Aucun investisseur, chef d’entreprise ou gestionnaire d’actifs de notre époque n’a l’expérience d’une telle période, ce qui implique un vide béant d’expertise et de connaissances géopolitiques à tous les niveaux.

Il ne serait pas surprenant que les fonds d’investissement, les entreprises et les autres acteurs économiques qui se sont entourés d’équipes d’analystes en géopolitique soient ceux qui tirent le plus profit des années et des décennies à venir.

Alors que 2024 approche, on apprend, sans trop de surprise, que la natalité affiche une baisse importante en 2023. Au Québec, elle est de 4% et de 9% «chez les couples formés de personnes nées au Canada», ce qui confirme encore une fois cette lourde tendance de dénatalité qu’aucune politique publique n’a pu inverser au courant des 50 dernières années.

Comme je l’indiquais dans l’un de mes textes, le phénomène est mondial. Alors qu’à une certaine époque on craignait une surpopulation à l’échelle de la planète, on commence à entrevoir un monde où les pays devront et doivent déjà gérer une décroissance démographique qui s’accélérera au cours de la prochaine décennie, ce que certains nomment une «japonisation de l’économie».

Structurellement, ceci implique également une inversion probable à terme de la croissance économique mesurée simplement par le PIB mondial, une première depuis plusieurs siècles.

Les pressions fiscales s’amplifient rapidement d’une année à l’autre alors que la proportion de la population qui entre à la retraite et quitte la catégorie de la population «active» représente un poids sur les finances publiques qui se voient limitées à une population imposable qui rétrécit.

C’est l’État providence même qui est en jeu, condamné au déficit permanent et à un endettement toujours croissant au sein d’une telle dynamique fiscale.

Aucun pays occidental ne semble avoir réellement adopté une stratégie autre que l’immigration de masse pour contrer ce phénomène, tout en chiffrant rarement le coût et les problèmes causés par ces politiques sur le pays hôte, ainsi que l’aspect vampirique d’aspirer les individus talentueux et au capital humain élevé provenant de pays qui en auraient bien besoin.

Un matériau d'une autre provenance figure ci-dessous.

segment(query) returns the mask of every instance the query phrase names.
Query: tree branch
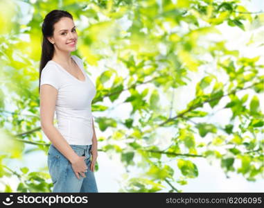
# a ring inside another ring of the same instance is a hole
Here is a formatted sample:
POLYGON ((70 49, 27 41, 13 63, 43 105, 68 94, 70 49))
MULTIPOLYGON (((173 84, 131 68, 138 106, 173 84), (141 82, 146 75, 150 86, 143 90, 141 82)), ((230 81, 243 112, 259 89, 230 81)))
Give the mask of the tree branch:
POLYGON ((173 121, 179 117, 182 117, 185 114, 186 114, 187 112, 200 107, 200 106, 202 106, 204 104, 206 103, 209 103, 209 102, 211 102, 211 101, 215 101, 215 100, 218 100, 219 98, 222 98, 225 96, 229 96, 231 94, 236 94, 236 92, 240 92, 240 91, 242 91, 242 90, 245 90, 245 89, 247 89, 248 88, 250 88, 250 87, 254 87, 254 85, 258 85, 258 84, 261 84, 262 83, 261 82, 259 82, 259 83, 254 83, 254 84, 252 84, 252 85, 249 85, 247 87, 245 87, 245 88, 243 88, 243 89, 238 89, 238 90, 232 90, 231 92, 225 94, 225 95, 223 95, 223 96, 218 96, 218 97, 215 97, 215 98, 209 98, 208 100, 206 100, 204 101, 204 102, 202 103, 197 103, 196 105, 194 105, 193 106, 191 106, 189 108, 186 109, 186 110, 184 110, 184 112, 182 112, 182 113, 177 114, 177 116, 173 117, 173 118, 168 118, 166 121, 162 122, 160 124, 158 124, 158 126, 162 126, 164 125, 165 125, 166 123, 171 121, 173 121))
POLYGON ((168 179, 165 178, 164 180, 165 180, 165 182, 166 182, 167 184, 168 184, 170 185, 170 187, 174 191, 175 191, 176 192, 179 192, 179 190, 177 189, 175 187, 173 187, 173 186, 172 185, 172 184, 168 181, 168 179))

Autant dire qu’une politique comme l’Initiative du siècle, qui cible l’ajout de 60 millions d’immigrants au Canada d’ici la fin du 21e siècle, comporte autant, sinon davantage, de problèmes que de solutions.

Le Canada est aujourd’hui le «premier pays postnational», soit une nation sans «identité centrale», comme l’indiquait le premier ministre Justin Trudeau au New York Times en 2015.

Ce Canada «postnational» terminera l’année 2023 sur le fond d’une guerre au Proche-Orient, qui s’est importée dans les rues de Montréal et au Canada alors que les confrontations entre les communautés musulmanes et juives font craindre le pire quand on pense aux synagogues et aux écoles juives qui ont été la cible de tirs et de cocktails Molotov, ainsi qu’aux confrontations violentes au sein même de nos universités.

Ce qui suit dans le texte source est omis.